To bring this back to the issue of standards harmonization, standards cannot and never are handed down from on-high, printed on stone tablets (or CD-ROMs). They emerge from the real needs and desires of real projects to achieve interoperation. IETF and W3C are examples of hubs where people try to achieve broad consensus, so they don't need to negotiate ad-hoc interoperation treaties with every other project (the ad-hoc approach obviously doesn't scale).

Those hubs are only dominated by corporations at present because the majority of the economic actors in the relevant fields are corporations, eg the makers of all the currently popular browsers (except Firefox). If and when that changes, eg more people start using free code browsers made by not-for-profits or platform cooperatives, then the way IETF or W3C processes work will change with it. Trying to change standards processes by changing the standards organisations, is like trying to make something that isn't mincemeat by putting the same meat into a different kind of mincer.

To reiterate the point I made on the other thread, that's not to say that standards work can only be done in the formal standards orgs. On the contrary, what passes through the IETF and W3C is usually just the final documentation and rubber stamping of tech that's either developed inside one company (eg Jabber > XMPP, or StatusNet > OStatus) or a more informal incubator like the WhatWG or ValueFlows.

BH

Bob Haugen Thu 4 May 2017 3:35PM

what passes through the IETF and W3C is usually just the final documentation and rubber stamping of tech that's either developed inside one company (eg Jabber > XMPP, or StatusNet > OStatus) or a more informal incubator like the WhatWG or ValueFlows.
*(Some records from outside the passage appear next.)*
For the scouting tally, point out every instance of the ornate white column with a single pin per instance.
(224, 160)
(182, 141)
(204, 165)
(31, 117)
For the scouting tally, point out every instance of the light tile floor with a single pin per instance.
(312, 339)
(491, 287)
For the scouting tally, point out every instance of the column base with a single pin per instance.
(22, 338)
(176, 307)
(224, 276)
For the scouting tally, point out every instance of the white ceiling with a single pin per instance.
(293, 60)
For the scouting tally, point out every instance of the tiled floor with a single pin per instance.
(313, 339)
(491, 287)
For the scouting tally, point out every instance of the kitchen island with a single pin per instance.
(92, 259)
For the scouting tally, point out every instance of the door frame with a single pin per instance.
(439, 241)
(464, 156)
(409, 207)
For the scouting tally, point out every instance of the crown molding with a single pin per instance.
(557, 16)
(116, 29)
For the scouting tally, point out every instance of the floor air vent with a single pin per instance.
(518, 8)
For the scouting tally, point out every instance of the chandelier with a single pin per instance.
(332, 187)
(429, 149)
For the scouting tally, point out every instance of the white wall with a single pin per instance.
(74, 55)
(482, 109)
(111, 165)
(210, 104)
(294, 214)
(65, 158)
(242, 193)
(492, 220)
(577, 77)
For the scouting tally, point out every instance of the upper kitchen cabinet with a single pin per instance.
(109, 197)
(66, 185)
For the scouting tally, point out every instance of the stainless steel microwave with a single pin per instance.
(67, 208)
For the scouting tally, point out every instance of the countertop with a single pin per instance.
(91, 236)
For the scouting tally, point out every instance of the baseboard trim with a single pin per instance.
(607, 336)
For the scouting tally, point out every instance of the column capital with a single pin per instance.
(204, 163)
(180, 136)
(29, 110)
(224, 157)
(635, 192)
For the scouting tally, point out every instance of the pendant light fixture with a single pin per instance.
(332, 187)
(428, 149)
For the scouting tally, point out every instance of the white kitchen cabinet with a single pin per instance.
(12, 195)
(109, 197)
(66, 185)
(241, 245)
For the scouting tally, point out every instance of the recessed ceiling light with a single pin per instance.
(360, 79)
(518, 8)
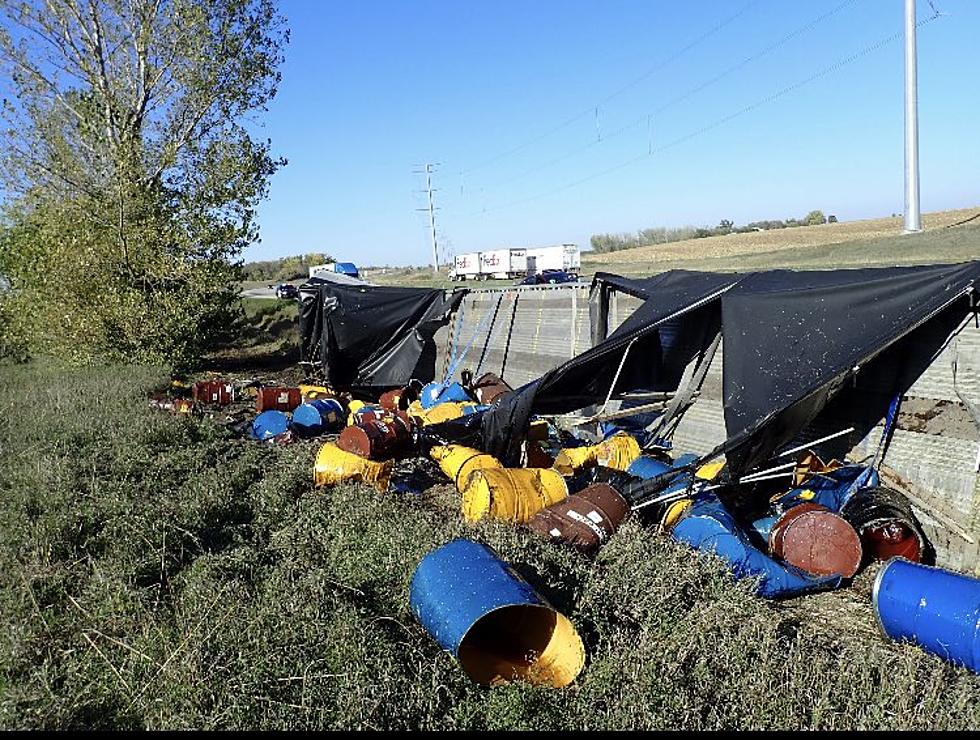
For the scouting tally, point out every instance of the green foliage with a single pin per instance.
(131, 181)
(160, 573)
(284, 268)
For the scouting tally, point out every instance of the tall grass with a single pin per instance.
(158, 572)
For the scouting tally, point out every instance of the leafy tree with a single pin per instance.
(130, 179)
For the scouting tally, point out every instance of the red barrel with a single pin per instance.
(488, 387)
(389, 400)
(380, 439)
(217, 392)
(276, 398)
(584, 520)
(817, 541)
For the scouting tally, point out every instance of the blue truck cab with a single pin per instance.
(346, 268)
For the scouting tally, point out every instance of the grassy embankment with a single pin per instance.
(160, 572)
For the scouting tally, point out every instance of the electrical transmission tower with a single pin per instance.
(428, 170)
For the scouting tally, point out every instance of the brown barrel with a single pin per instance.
(817, 541)
(390, 399)
(276, 398)
(218, 392)
(537, 457)
(584, 520)
(489, 387)
(379, 439)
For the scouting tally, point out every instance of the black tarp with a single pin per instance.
(372, 337)
(669, 329)
(792, 340)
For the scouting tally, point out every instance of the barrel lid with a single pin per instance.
(821, 543)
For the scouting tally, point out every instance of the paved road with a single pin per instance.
(259, 293)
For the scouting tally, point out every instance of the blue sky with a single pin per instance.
(371, 89)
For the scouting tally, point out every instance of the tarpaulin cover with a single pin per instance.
(660, 346)
(372, 336)
(793, 338)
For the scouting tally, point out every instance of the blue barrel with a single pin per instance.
(317, 416)
(269, 424)
(934, 608)
(498, 627)
(436, 393)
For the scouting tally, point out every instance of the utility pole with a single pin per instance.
(913, 216)
(429, 169)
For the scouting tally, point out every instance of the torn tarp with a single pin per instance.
(678, 319)
(372, 337)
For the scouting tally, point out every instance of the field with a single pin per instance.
(846, 244)
(164, 572)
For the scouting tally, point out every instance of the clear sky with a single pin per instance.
(711, 102)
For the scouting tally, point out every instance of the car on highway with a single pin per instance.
(546, 277)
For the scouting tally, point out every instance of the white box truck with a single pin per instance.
(565, 257)
(466, 267)
(503, 263)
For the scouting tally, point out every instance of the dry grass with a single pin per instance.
(733, 245)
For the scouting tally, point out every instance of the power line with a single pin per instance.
(646, 118)
(715, 124)
(429, 169)
(593, 109)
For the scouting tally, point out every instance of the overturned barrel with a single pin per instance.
(584, 520)
(276, 398)
(512, 495)
(317, 416)
(379, 439)
(936, 609)
(817, 541)
(617, 452)
(269, 424)
(888, 527)
(457, 462)
(333, 465)
(496, 625)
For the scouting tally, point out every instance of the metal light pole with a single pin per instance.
(913, 216)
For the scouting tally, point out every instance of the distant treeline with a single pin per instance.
(285, 268)
(663, 235)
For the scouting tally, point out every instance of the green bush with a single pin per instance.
(159, 572)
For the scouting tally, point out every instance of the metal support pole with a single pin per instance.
(913, 216)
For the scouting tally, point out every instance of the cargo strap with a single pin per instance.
(457, 360)
(664, 426)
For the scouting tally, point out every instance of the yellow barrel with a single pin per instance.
(709, 471)
(617, 452)
(458, 462)
(674, 513)
(315, 391)
(513, 495)
(440, 413)
(334, 465)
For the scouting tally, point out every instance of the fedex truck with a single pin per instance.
(565, 257)
(507, 264)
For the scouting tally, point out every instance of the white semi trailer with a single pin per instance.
(507, 264)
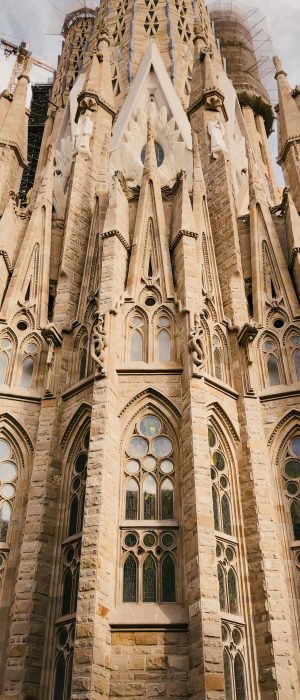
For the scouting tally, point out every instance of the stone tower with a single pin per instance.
(150, 369)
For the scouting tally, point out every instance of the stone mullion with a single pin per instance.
(91, 674)
(27, 629)
(201, 584)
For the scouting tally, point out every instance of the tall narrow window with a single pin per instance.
(70, 568)
(137, 339)
(149, 580)
(234, 664)
(129, 580)
(149, 550)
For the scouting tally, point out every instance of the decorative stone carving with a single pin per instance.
(216, 131)
(195, 345)
(99, 343)
(84, 133)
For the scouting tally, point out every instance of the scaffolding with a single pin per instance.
(249, 33)
(39, 106)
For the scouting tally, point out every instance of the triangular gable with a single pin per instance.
(152, 59)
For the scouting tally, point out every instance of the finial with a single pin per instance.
(278, 66)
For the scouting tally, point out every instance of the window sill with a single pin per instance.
(148, 615)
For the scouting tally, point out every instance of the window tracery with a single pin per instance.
(70, 570)
(227, 555)
(6, 349)
(149, 554)
(234, 662)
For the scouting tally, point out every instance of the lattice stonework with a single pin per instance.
(120, 26)
(151, 23)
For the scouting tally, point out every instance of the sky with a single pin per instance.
(39, 23)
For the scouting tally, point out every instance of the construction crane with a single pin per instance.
(22, 54)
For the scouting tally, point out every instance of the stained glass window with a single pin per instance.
(239, 676)
(149, 580)
(227, 676)
(273, 370)
(129, 580)
(167, 499)
(132, 497)
(27, 373)
(168, 580)
(136, 346)
(221, 587)
(232, 592)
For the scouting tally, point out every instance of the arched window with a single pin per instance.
(163, 337)
(234, 664)
(83, 358)
(149, 580)
(65, 635)
(149, 556)
(31, 350)
(217, 357)
(291, 476)
(8, 480)
(70, 569)
(220, 487)
(6, 349)
(137, 339)
(271, 360)
(130, 580)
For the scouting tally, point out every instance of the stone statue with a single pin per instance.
(216, 131)
(195, 345)
(99, 343)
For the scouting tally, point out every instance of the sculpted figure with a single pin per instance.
(196, 346)
(99, 343)
(216, 131)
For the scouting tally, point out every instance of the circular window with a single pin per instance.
(269, 346)
(236, 636)
(138, 447)
(137, 321)
(31, 347)
(150, 301)
(218, 461)
(292, 488)
(167, 539)
(295, 444)
(166, 466)
(5, 344)
(150, 425)
(22, 326)
(162, 447)
(80, 463)
(149, 540)
(292, 468)
(8, 471)
(163, 321)
(8, 491)
(4, 449)
(229, 554)
(149, 463)
(211, 438)
(158, 152)
(132, 467)
(130, 540)
(278, 323)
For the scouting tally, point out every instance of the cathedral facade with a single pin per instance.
(150, 367)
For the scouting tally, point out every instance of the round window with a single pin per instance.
(158, 152)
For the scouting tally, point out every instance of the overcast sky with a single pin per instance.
(39, 22)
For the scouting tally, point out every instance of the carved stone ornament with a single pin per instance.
(99, 343)
(195, 345)
(216, 131)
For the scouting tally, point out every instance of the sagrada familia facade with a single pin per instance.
(150, 367)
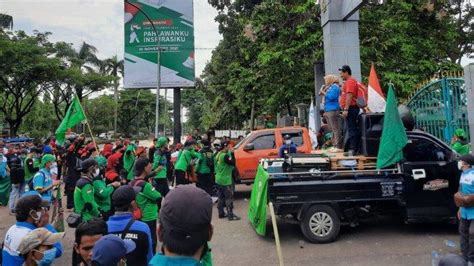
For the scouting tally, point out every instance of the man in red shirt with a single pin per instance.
(350, 109)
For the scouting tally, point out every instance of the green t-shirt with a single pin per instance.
(184, 159)
(146, 201)
(160, 160)
(223, 170)
(206, 158)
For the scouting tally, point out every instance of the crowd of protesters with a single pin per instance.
(123, 197)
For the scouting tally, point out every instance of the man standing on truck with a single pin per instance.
(463, 199)
(350, 109)
(287, 148)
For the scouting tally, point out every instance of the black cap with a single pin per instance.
(140, 165)
(87, 164)
(27, 203)
(346, 68)
(185, 216)
(468, 158)
(123, 196)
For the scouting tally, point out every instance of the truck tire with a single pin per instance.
(320, 224)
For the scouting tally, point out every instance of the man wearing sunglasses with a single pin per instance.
(31, 212)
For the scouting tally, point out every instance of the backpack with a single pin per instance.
(362, 95)
(30, 182)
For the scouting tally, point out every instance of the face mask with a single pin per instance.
(38, 215)
(48, 257)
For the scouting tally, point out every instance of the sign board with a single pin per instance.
(173, 20)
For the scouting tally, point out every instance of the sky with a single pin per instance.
(100, 23)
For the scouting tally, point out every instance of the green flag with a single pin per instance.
(394, 138)
(74, 116)
(257, 212)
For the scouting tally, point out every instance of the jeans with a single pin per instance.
(466, 230)
(205, 183)
(352, 122)
(226, 196)
(334, 122)
(17, 191)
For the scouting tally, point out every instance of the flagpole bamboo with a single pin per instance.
(88, 126)
(275, 232)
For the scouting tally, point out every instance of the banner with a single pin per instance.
(257, 212)
(173, 20)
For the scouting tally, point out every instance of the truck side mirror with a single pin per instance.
(249, 147)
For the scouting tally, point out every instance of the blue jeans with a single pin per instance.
(352, 122)
(17, 190)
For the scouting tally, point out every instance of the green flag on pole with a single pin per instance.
(74, 116)
(394, 138)
(257, 212)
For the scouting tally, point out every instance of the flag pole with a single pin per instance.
(88, 126)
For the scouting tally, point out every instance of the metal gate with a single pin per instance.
(440, 107)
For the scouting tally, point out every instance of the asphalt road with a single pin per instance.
(383, 242)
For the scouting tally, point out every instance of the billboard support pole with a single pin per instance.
(158, 72)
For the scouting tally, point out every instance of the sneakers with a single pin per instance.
(233, 217)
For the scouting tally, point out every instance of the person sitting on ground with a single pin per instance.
(147, 196)
(459, 143)
(31, 212)
(86, 236)
(43, 182)
(37, 247)
(84, 200)
(287, 148)
(102, 255)
(185, 227)
(123, 225)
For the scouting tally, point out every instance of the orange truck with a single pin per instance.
(265, 143)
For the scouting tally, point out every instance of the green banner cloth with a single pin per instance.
(394, 138)
(74, 115)
(257, 212)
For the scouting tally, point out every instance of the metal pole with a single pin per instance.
(158, 78)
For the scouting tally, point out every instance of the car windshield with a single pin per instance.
(242, 141)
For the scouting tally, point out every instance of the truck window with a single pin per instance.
(264, 142)
(419, 149)
(296, 137)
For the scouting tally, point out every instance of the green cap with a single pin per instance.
(101, 160)
(162, 141)
(460, 133)
(46, 159)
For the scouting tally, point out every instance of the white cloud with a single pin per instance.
(100, 23)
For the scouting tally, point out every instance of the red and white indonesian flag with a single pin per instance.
(376, 100)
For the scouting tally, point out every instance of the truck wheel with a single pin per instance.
(320, 224)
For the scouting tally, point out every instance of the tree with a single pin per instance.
(27, 69)
(114, 67)
(6, 21)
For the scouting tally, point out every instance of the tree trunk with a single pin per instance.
(116, 107)
(252, 115)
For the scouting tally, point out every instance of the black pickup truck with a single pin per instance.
(418, 189)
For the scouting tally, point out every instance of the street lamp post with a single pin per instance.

That's what we want to be when we grow up: an informal incubator!

LF

Lynn Foster Thu 4 May 2017 3:51PM

@strypey thanks for that useful historical summary, I didn't know that. And I appreciate your perspective also, on both standards and group federation.

GC

Greg Cassel Thu 4 May 2017 5:14PM

To bring this back to the issue of standards harmonization, standards cannot and never are handed down from on-high, printed on stone tablets (or CD-ROMs).

I love most of your last long comment, and I certainly agree with this declarative statement per se-- but, not with some potentially related assumptions.

Perhaps we can agree on this: standards can only emerge through inclusive dialogue?